Os ministros Ricardo LewandowskiAndré Mendonça, Alexandre de Moraes, Cármen LúciaDias ToffoliNunes MarquesGilmar MendesRosa Weber e Luís Roberto Barroso acompanharam Fux. Durante o seu voto, Moraes afirmou que a ação parte do pressuposto que o juiz vai exagerar. Além disso, ele afirmou que medidas atípicas questionadas têm previsão legal em outros dispositivos, a suspensão de CNH, por exemplo, é possível administrativamente pelo Código de Trânsito. A lei de improbidade prevê casos de proibição de participação em licitação. Portanto, para o ministro, as medidas adotadas pelos magistrados são constitucionais.

A divergência parcial partiu do ministro Edson Fachin que se mostrou preocupado com a possibilidade de medidas atípicas para garantir a prestação pecuniária. Fachin não votou pela inconstitucionalidade integral dos artigos do CPC, apenas para que fosse declarada a inconstitucionalidade de norma ou interpretação que aplique medidas atípicas fora da obrigação alimentar, como pensão alimentícia, por exemplo.

Os argumentos da ação

A ação foi ajuizada pelo Partido dos Trabalhadores (PT) contra os artigos 139-IV, 297, 380, parágrafo único, 400, parágrafo único, 403, parágrafo único, 536-caput e §1º, 773 do Código de Processo Civil (Lei 13.105/2015). Todos os dispositivos citam, de alguma forma, a possibilidade de medidas atípicas. A legenda alegou que a busca pelo cumprimento das decisões judiciais, por mais legítima que seja, não pode se dar sob o sacrifício de direitos fundamentais nem atropelar o devido processo constitucional.

Em sustentação oral, o advogado-geral da União (AGU), Jorge Messias, defendeu a constitucionalidade das alterações trazidas pelo Código de Processo Civil de 2015. Para ele, a legislação processual deve propiciar aos juízes os instrumentos necessários para o efetivo cumprimento das decisões. “Precisamos prestigiar a criatividade de juízes e advogados na busca das medidas mais adequadas ao caso concreto para a efetivação do processo, até para acompanhar a criatividade dos devedores, que é ilimitada”, afirmou na tribuna.

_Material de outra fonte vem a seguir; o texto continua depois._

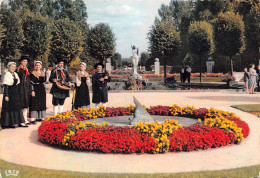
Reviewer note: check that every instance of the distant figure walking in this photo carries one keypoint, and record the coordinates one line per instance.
(246, 78)
(258, 78)
(252, 79)
(188, 73)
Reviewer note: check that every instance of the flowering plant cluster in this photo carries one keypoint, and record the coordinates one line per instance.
(159, 132)
(215, 128)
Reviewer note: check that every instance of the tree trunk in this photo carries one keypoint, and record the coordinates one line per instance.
(231, 66)
(164, 67)
(200, 70)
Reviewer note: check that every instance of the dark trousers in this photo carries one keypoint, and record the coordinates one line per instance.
(188, 77)
(57, 101)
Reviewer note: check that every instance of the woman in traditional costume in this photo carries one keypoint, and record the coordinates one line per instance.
(59, 95)
(38, 99)
(99, 86)
(252, 78)
(11, 114)
(25, 85)
(82, 87)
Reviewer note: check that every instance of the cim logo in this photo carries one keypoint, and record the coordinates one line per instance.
(8, 173)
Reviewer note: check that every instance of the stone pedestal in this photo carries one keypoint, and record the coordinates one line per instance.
(210, 65)
(157, 66)
(108, 66)
(140, 114)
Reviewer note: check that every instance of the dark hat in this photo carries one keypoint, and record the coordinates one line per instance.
(99, 64)
(60, 59)
(24, 58)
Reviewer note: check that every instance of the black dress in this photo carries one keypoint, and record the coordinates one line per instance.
(82, 94)
(25, 87)
(55, 91)
(38, 102)
(99, 89)
(12, 110)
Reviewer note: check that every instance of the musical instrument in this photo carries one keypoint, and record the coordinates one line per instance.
(64, 85)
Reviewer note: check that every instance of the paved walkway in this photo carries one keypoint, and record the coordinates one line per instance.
(21, 145)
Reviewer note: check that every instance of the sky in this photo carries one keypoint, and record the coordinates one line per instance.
(130, 20)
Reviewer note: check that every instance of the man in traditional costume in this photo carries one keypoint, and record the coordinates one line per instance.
(99, 86)
(59, 74)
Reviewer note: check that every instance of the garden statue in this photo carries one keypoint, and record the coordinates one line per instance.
(135, 59)
(140, 114)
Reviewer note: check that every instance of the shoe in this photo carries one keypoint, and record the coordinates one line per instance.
(23, 125)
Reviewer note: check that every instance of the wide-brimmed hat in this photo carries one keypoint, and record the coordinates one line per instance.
(60, 59)
(99, 64)
(24, 57)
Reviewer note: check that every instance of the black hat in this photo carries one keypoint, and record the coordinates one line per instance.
(24, 58)
(99, 64)
(60, 59)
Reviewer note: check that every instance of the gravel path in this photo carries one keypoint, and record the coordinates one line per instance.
(21, 145)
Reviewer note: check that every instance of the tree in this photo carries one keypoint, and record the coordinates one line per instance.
(208, 10)
(252, 21)
(200, 40)
(13, 41)
(66, 39)
(144, 58)
(164, 41)
(101, 42)
(36, 30)
(229, 35)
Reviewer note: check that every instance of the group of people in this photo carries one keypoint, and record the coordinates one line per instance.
(252, 78)
(24, 90)
(185, 74)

O procurador-geral da República, Augusto Aras, defendeu que a norma deveria ser considerada inconstitucional. Para Aras, as liberdades, direitos e garantias fundamentais não podem ser sacrificadas para coagir o devedor. O PGR afirmou que a apreensão do passaporte vai contra o direito de ir e vir; já a apreensão da Carteira Nacional de Habilitação pode impedir o livre exercício profissional e a proibição de participar de concursos e licitações não é razoável.

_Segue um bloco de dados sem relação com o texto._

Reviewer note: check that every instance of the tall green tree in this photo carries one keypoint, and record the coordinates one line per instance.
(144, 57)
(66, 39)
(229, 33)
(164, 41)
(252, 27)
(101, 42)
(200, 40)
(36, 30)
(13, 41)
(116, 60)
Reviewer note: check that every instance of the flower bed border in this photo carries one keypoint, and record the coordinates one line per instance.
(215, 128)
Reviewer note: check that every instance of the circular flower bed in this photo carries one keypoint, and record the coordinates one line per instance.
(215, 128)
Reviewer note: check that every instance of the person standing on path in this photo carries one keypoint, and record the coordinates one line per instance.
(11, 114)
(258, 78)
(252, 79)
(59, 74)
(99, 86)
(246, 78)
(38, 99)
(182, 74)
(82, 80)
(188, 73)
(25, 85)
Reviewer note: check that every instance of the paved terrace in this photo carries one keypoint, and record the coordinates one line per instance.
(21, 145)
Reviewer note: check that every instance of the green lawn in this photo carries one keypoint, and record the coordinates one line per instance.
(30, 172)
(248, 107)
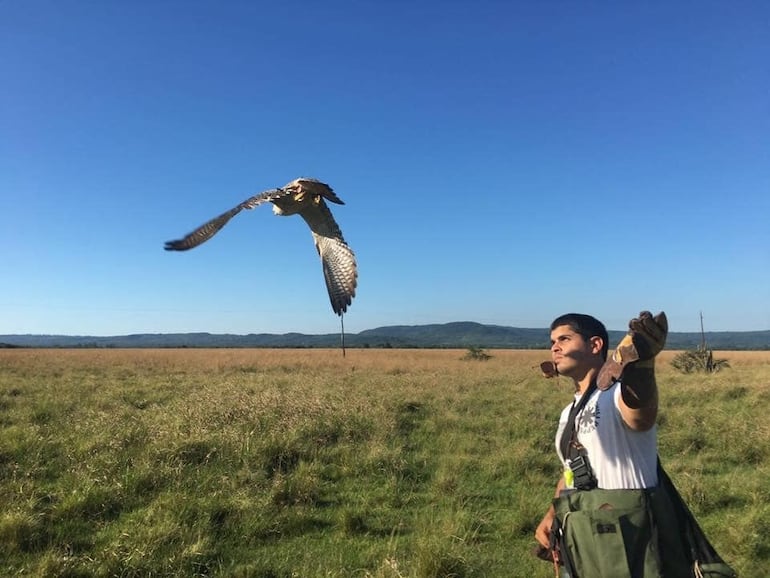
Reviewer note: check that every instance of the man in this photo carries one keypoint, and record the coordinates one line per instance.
(607, 442)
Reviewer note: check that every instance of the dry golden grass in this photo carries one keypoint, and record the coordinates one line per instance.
(282, 462)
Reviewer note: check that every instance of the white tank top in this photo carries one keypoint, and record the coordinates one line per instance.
(621, 458)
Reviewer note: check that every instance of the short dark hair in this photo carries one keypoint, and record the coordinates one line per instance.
(586, 326)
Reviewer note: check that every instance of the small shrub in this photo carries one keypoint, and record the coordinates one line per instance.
(700, 359)
(476, 354)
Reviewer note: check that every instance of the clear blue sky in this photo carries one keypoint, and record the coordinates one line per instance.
(501, 162)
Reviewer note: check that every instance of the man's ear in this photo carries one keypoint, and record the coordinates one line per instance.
(596, 344)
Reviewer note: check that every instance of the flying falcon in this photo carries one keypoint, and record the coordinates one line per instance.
(305, 197)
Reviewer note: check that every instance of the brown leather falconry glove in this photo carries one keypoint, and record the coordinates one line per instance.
(636, 351)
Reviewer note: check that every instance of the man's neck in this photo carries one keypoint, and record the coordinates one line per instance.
(584, 383)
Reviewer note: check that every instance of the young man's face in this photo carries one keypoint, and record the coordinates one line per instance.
(572, 354)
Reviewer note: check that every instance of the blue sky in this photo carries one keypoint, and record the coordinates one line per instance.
(501, 162)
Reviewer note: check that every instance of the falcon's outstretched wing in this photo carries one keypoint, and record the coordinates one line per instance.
(212, 227)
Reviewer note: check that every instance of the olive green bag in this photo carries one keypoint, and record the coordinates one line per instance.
(633, 534)
(607, 534)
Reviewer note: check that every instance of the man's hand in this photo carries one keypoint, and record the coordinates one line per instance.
(645, 339)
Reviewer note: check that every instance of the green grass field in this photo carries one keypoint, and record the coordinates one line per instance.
(302, 463)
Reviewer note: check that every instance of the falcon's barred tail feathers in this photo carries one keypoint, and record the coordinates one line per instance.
(303, 196)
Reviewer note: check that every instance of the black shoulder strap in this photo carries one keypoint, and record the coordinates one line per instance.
(569, 430)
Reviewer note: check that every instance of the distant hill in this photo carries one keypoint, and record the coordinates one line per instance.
(461, 334)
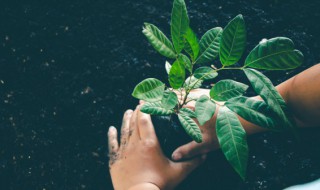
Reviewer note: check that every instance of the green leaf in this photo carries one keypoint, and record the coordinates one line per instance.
(177, 75)
(191, 128)
(226, 89)
(192, 83)
(205, 73)
(188, 112)
(274, 54)
(179, 24)
(169, 100)
(252, 110)
(155, 108)
(186, 62)
(209, 45)
(168, 67)
(205, 109)
(232, 140)
(150, 90)
(264, 87)
(159, 41)
(233, 41)
(191, 44)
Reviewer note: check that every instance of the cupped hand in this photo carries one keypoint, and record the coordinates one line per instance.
(138, 162)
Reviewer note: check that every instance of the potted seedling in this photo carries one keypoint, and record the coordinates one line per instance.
(192, 59)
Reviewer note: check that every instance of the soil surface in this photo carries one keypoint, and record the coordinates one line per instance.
(67, 70)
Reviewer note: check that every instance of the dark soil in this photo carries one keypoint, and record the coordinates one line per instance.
(67, 69)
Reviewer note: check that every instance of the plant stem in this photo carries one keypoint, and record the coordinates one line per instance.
(216, 70)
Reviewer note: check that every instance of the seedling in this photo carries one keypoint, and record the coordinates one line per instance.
(190, 57)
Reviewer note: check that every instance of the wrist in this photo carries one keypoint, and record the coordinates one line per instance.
(146, 185)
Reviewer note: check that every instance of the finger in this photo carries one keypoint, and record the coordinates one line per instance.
(182, 169)
(134, 130)
(145, 125)
(112, 140)
(189, 150)
(141, 102)
(125, 128)
(113, 145)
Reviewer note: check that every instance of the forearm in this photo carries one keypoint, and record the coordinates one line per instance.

Assim, para Aras, o juiz não pode determinar todo e qualquer tipo de medida para assegurar o cumprimento de ordem judicial. Seria preciso uma filtragem sob a ótica dos direitos fundamentais e do julgamento de proporcionalidade e razoabilidade de acordo com o previsto na Constituição. “É preciso avaliar quais medidas seriam harmônicas com o sistema constitucional”, afirmou o PGR.